D. J. : Nous ne pouvons pas détourner le regard des enfants qui sont tués, d'une nation de personnes exterminées, d'un monde réduit en cendres. Ce sont nos enfants, notre peuple, notre monde, et nous sommes complices. Personne ne viendra nous sauver sauf nous-mêmes. Liberté pour la Palestine pour toujours.
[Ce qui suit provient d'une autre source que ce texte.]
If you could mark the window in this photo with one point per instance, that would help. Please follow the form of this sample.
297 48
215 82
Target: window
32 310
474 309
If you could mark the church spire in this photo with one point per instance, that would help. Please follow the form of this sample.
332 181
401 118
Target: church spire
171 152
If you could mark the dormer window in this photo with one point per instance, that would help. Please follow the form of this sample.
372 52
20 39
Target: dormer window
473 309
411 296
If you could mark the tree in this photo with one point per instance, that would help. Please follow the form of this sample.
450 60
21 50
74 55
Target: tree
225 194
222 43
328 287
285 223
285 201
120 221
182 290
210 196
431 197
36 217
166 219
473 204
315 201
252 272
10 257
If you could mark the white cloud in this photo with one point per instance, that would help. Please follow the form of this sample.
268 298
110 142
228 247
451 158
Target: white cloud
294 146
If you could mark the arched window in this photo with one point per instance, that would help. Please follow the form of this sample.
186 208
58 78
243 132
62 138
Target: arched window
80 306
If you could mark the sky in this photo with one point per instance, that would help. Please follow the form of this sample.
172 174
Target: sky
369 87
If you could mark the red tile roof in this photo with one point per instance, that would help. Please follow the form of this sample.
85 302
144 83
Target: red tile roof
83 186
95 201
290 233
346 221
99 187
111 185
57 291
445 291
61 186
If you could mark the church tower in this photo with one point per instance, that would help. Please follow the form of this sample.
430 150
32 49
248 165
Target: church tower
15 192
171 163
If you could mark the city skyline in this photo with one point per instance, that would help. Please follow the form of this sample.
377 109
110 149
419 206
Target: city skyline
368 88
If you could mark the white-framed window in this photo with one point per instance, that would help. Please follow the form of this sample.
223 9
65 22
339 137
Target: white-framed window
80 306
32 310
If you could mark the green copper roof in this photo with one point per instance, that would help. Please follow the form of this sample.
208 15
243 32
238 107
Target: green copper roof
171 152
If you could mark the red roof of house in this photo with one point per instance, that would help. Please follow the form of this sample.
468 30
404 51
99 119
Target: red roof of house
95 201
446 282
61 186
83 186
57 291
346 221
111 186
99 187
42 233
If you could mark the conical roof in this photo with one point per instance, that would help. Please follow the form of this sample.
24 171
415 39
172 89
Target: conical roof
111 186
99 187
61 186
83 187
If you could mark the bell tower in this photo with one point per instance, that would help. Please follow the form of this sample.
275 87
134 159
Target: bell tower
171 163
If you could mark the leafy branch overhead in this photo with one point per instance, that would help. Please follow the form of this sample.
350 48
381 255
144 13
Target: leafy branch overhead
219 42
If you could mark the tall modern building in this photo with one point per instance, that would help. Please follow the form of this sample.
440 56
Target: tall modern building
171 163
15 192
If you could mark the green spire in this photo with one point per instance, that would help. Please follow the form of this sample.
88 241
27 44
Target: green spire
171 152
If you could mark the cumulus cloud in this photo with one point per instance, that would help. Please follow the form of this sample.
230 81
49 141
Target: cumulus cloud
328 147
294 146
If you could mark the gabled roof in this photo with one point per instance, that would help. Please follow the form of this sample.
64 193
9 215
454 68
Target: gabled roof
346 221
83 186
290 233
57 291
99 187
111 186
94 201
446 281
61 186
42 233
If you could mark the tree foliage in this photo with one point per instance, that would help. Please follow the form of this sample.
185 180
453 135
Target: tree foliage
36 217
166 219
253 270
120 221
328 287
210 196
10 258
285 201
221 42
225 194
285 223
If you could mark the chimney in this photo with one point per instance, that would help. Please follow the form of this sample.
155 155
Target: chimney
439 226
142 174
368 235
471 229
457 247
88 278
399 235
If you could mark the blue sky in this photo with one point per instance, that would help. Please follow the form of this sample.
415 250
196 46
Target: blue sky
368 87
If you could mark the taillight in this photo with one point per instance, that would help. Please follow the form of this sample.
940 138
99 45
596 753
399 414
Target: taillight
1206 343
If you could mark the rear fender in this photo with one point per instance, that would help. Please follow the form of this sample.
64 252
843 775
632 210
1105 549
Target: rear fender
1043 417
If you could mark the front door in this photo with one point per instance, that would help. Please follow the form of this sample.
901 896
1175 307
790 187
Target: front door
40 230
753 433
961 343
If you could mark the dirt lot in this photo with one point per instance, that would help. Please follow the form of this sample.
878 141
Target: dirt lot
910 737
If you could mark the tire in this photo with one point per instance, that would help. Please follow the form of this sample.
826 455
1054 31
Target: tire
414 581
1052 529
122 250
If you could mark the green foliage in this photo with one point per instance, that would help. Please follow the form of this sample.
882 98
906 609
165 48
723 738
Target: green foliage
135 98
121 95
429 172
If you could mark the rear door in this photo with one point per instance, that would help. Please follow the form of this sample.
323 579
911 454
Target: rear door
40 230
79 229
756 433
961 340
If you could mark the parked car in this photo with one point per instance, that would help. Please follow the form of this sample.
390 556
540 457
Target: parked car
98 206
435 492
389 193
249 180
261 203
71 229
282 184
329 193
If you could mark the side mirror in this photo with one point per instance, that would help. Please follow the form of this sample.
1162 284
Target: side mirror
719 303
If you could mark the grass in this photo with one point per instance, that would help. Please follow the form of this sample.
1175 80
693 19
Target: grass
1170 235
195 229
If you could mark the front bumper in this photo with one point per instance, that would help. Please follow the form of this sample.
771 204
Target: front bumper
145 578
Officier de police non identifié, 2024
Anonyme, 2024
Anonyme : Les manifestations étudiantes à Columbia ont commencé en raison des violations flagrantes des droits humains qui se produisent actuellement à Gaza, lesquelles ont été en partie financées par notre université. Malgré la cause horrible qui nous a réunis, les étudiants de Columbia ont créé une communauté remplie d'espoir, d'éducation, d'art et de soin. Bien que nous soyons déçus par notre université, ce sentiment de communauté parmi les étudiants n'a fait que croître, tant sur le campus qu'à l'échelle mondiale, alors que les étudiants continuent d'installer des campements en solidarité avec le peuple palestinien. C'est un honneur d'être leurs pairs.